Notre-Seigneur répond à l’ange qui priait pour cette épouse. Il lui faut donner les tribulations du corps et de l’esprit, d’autant que les plus grandes tribulations sont données aux âmes les plus parfaites.
Livre 1 - Chapitre 36

Notre-Seigneur répondit à l’ange qui priait pour l’épouse de son Seigneur, lui disant : Vous êtes comme un soldat qui ne laisse jamais son heaume par mécontentement, et à qui la peur ne fait jamais détourner les yeux du combat, quoique sanglant. Vous êtes stable comme une montagne, ardent comme une flamme. Vous êtes comme un monde d’éclat, et partant, vous n’avez point de tache. Vous demandez miséricorde pour mon épouse, bien que vous sachiez toutes choses et les voyez en moi. Toutefois, dites-moi en sa présence quelle miséricorde vous demandez pour elle, car il y a trois sortes de miséricordes :
une par laquelle le corps est puni, et on pardonne à l’âme, comme on fit à Job, mon serviteur, dont la chair fut livrée à toute sorte de douleurs et dont l’âme fut sauvée.

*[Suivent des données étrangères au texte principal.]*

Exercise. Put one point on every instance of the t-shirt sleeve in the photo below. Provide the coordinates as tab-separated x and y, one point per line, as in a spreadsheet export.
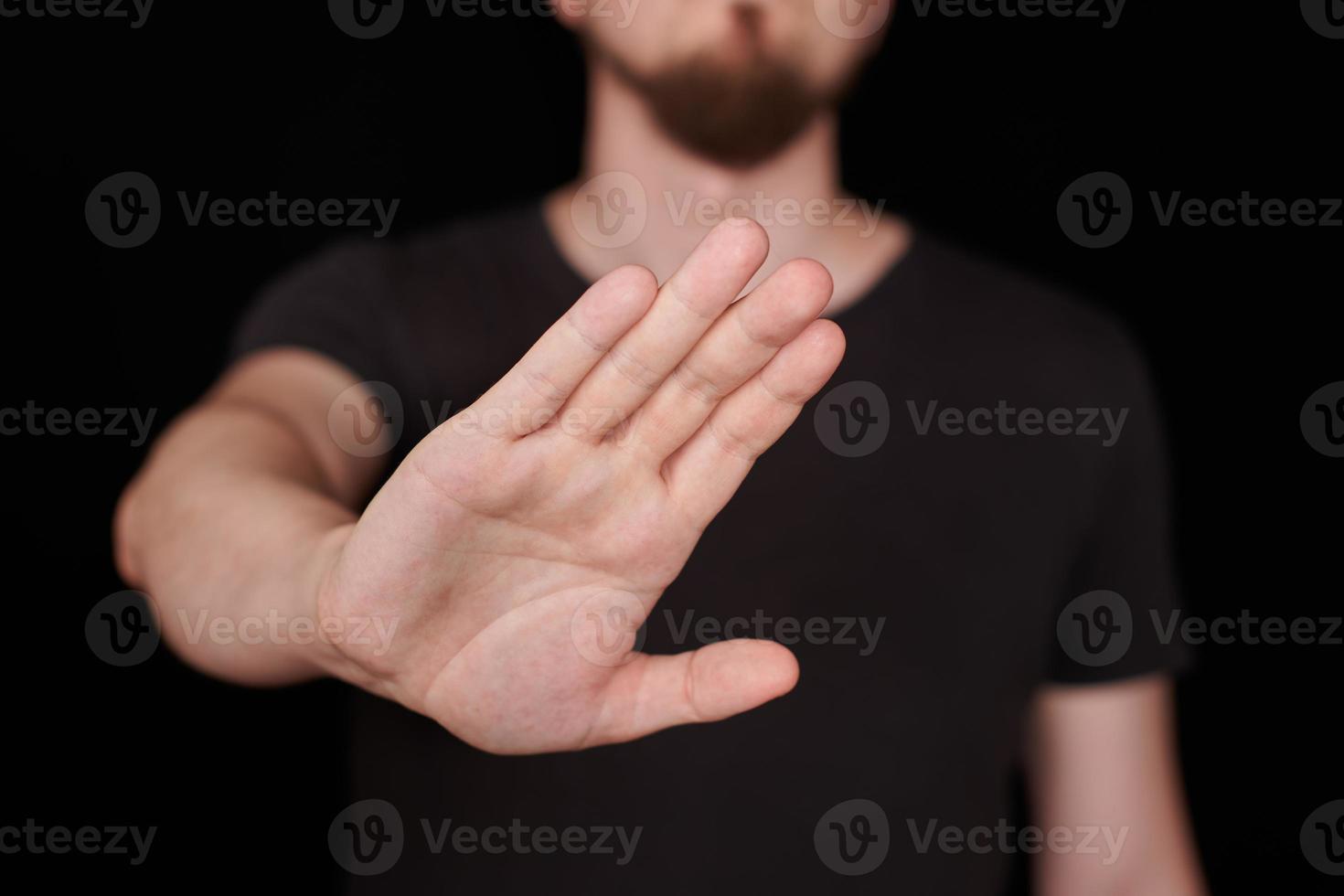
340	303
1115	617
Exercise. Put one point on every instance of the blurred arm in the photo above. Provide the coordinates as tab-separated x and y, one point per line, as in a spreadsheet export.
1104	756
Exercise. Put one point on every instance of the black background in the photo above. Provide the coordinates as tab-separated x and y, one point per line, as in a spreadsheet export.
969	126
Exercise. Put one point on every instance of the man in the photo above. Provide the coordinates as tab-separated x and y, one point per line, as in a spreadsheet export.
519	603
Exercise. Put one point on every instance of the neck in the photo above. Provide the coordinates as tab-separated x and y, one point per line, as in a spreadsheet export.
795	195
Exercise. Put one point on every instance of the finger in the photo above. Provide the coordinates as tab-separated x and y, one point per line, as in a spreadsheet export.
711	277
720	680
738	346
557	363
707	470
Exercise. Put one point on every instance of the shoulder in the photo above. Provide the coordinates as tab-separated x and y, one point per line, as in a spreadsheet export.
1024	329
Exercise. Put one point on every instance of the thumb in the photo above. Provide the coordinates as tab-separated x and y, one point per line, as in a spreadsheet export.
655	692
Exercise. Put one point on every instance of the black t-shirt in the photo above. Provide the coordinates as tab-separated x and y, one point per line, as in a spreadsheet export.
925	572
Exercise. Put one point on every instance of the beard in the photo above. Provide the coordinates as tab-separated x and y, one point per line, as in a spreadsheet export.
735	114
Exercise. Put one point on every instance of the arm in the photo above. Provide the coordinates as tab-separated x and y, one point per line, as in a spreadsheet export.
1105	755
517	549
240	508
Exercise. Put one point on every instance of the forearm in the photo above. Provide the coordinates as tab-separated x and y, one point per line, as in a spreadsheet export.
230	529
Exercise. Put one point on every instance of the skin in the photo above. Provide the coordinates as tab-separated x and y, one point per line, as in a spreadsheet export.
522	541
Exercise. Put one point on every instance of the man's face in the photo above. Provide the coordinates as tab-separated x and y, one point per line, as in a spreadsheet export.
731	80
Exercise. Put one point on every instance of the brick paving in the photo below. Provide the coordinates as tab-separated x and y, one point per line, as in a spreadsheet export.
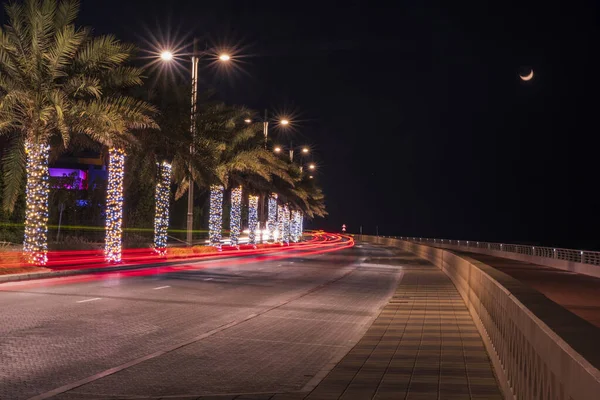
423	345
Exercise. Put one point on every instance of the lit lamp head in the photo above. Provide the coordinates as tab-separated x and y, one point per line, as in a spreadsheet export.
166	55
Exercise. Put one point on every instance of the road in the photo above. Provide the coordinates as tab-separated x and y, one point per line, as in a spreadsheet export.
251	325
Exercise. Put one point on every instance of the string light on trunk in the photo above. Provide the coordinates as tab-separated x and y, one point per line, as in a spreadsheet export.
161	218
35	242
235	219
114	205
215	220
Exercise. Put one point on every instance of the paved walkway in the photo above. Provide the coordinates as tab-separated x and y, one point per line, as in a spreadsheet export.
578	293
423	345
365	323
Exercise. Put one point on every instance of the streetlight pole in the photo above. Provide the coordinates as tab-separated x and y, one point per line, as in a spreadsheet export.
266	128
168	56
193	111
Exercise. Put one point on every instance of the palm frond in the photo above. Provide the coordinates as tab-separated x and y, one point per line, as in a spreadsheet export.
13	168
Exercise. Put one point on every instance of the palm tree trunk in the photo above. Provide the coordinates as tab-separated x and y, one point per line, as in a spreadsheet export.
286	224
114	205
280	223
295	226
161	218
35	243
215	220
252	218
235	218
272	218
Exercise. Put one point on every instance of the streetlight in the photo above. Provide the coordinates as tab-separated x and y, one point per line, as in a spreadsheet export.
167	56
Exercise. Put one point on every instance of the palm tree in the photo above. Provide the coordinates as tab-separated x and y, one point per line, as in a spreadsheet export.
58	83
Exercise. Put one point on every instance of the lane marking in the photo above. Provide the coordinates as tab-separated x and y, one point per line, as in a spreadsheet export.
85	301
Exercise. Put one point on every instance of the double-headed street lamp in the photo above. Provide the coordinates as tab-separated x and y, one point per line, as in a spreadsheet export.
304	150
168	56
282	122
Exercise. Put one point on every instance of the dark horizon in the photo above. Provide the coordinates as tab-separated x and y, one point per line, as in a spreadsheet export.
418	119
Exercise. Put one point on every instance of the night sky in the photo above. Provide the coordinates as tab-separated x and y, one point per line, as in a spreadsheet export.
418	120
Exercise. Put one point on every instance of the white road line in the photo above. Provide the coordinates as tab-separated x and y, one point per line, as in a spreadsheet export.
85	301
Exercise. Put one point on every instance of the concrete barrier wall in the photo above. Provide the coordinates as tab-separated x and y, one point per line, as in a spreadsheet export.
577	267
530	360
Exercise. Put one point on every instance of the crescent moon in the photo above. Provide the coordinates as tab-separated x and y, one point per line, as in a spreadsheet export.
527	77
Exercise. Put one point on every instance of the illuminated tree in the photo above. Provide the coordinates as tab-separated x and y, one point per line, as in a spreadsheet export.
57	83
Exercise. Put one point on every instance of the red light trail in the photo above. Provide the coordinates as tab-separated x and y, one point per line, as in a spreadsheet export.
320	243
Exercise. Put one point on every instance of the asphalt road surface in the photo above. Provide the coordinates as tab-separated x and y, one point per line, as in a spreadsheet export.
224	327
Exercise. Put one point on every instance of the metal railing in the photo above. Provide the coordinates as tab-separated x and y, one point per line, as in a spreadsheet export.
580	256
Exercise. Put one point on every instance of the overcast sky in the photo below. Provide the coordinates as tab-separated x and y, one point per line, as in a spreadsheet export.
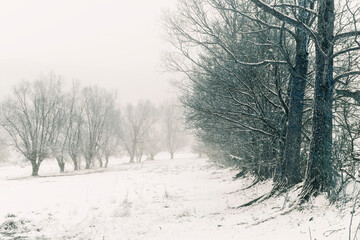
113	43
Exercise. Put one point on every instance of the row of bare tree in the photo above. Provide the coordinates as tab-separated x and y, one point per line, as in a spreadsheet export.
263	76
85	125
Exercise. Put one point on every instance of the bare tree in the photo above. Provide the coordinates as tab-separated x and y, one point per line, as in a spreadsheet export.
98	105
136	122
110	138
174	128
31	116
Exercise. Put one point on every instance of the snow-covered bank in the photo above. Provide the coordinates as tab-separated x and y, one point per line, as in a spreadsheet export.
184	198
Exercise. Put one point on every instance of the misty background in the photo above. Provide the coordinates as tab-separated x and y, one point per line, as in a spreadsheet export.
115	44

La deuxième miséricorde, c’est quand on pardonne au corps et à l’âme, et qu’on les rend quitte de la peine, comme à ce roi qui a joui de toute sorte de plaisirs, et n'a ressenti, pendant qu’il a vécu dans le monde, aucune sorte de douleur, ni dans son corps ni dans son esprit. La troisième miséricorde, c’est quand le corps et l’âme sont punis, afin qu’on ressente la tribulation en la chair et la douleur dans le cœur comme saint Pierre, saint Paul et les autres saints.

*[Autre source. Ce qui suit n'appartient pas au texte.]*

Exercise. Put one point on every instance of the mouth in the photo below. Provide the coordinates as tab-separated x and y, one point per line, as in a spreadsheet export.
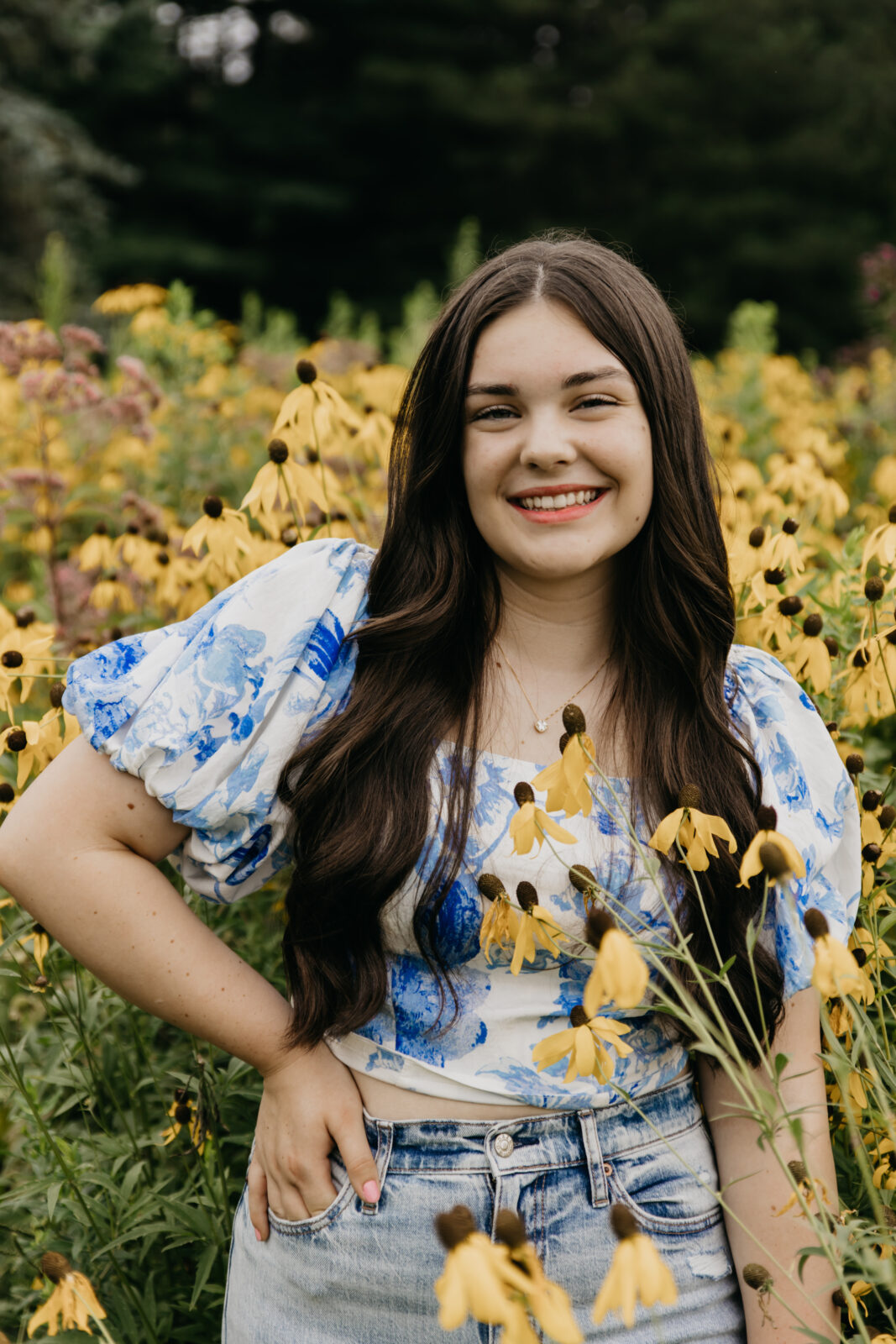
557	503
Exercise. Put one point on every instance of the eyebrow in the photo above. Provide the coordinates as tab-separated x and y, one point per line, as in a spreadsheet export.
593	375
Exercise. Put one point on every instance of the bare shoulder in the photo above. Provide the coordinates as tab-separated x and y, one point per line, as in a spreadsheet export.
83	803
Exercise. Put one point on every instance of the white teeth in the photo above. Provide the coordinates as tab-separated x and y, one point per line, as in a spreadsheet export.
548	503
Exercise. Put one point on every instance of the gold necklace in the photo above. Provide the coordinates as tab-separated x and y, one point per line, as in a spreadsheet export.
537	723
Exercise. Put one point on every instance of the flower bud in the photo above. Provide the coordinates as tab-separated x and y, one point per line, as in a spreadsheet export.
573	718
598	924
772	857
490	886
454	1227
815	924
527	895
54	1267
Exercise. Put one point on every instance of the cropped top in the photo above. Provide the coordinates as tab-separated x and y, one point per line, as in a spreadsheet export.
206	712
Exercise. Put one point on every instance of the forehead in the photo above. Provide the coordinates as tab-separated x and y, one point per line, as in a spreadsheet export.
540	336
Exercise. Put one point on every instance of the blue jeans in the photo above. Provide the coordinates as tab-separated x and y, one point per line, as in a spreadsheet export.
364	1274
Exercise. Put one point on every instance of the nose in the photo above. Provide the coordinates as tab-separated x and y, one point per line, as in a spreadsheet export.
547	443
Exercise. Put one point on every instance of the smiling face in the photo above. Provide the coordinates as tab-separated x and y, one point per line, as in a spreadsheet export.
557	447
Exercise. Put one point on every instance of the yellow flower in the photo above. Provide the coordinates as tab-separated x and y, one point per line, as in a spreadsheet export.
500	922
584	1043
777	864
479	1280
184	1115
531	824
535	925
836	974
39	940
547	1301
620	974
566	779
71	1303
809	658
692	831
637	1273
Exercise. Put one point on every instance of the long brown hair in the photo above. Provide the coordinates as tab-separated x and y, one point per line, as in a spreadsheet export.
359	792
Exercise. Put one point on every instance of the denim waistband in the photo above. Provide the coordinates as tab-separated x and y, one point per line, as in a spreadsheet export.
528	1142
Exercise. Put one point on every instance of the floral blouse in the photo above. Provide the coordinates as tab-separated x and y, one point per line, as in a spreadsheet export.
207	711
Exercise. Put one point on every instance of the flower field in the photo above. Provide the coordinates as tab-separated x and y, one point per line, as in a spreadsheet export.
149	461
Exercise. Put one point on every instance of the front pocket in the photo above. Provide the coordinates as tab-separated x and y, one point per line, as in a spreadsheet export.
658	1186
297	1227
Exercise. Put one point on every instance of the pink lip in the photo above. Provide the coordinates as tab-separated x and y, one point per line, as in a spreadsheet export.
559	515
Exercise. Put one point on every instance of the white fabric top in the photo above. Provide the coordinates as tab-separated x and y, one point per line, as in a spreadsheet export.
207	711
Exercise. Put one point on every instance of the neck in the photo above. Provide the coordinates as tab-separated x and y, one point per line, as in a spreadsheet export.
558	627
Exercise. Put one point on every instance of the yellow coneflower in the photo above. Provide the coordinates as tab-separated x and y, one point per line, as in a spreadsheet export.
531	824
39	940
564	780
836	972
129	299
479	1278
783	862
809	656
637	1272
285	480
809	1189
71	1303
586	1045
694	831
620	974
546	1301
535	925
184	1115
501	921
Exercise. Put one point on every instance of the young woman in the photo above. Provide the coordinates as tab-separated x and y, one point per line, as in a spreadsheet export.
553	538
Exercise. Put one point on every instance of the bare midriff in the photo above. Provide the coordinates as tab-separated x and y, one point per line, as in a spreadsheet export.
385	1101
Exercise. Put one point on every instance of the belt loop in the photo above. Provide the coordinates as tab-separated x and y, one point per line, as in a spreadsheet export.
383	1155
594	1159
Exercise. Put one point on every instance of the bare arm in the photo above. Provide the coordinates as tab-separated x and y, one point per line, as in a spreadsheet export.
78	853
755	1187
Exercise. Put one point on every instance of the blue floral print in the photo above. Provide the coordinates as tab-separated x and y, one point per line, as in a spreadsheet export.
208	710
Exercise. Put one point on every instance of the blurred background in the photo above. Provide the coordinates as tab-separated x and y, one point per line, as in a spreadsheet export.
345	160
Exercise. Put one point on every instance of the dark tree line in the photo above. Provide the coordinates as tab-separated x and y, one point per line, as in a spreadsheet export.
738	151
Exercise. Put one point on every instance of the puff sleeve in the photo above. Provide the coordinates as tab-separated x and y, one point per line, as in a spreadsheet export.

Dans le monde, les hommes sont partagés en trois états : l’un est l'état de ceux qui tombent dans le péché et se relèvent de nouveau : je permets que parfois ceux-ci aient des tribulations au corps, afin qu’ils soient sauvés ; l’autre état est celui de ceux qui vivraient volontiers éternellement, pour pécher éternellement, qui ont tous leurs désirs liés et abîmés dans le monde : que si parfois ils font quelque chose pour moi, ils le font avec intention que les choses temporelles s’augmentent et s’accroissent. À ceux-ci ne sont pas données les tribulations du corps ni grande affliction d’esprit, mais ils sont laissés en leur puissance et en leur propre volonté, car pour un petit bien qu’ils ont fait pour l’amour de moi, ils en reçoivent ici leur récompense, pour être tourmentés éternellement en l’autre onde. En effet, puisque leur volonté de pécher est éternelle, éternelle aussi doit être leur peine.

Le troisième état est celui de ceux qui craignent plus mon offense que la peine qui leur en est due, et qui aimeraient mieux être éternellement tourmentés par des peines intolérables, que de provoquer ma colère et mon indignation. A ceux-ci sont données les peines et les tribulations corporelles et spirituelles, comme à saint Pierre, à saint Paul et à d’autres saints, afin qu’ils s’amendent, dans le monde, de tout ce qu’ils ont fait dans le monde, ou bien afin qu’ils soient purifiés pour quelque temps, pour une plus grande gloire et pour l’exemple des autres.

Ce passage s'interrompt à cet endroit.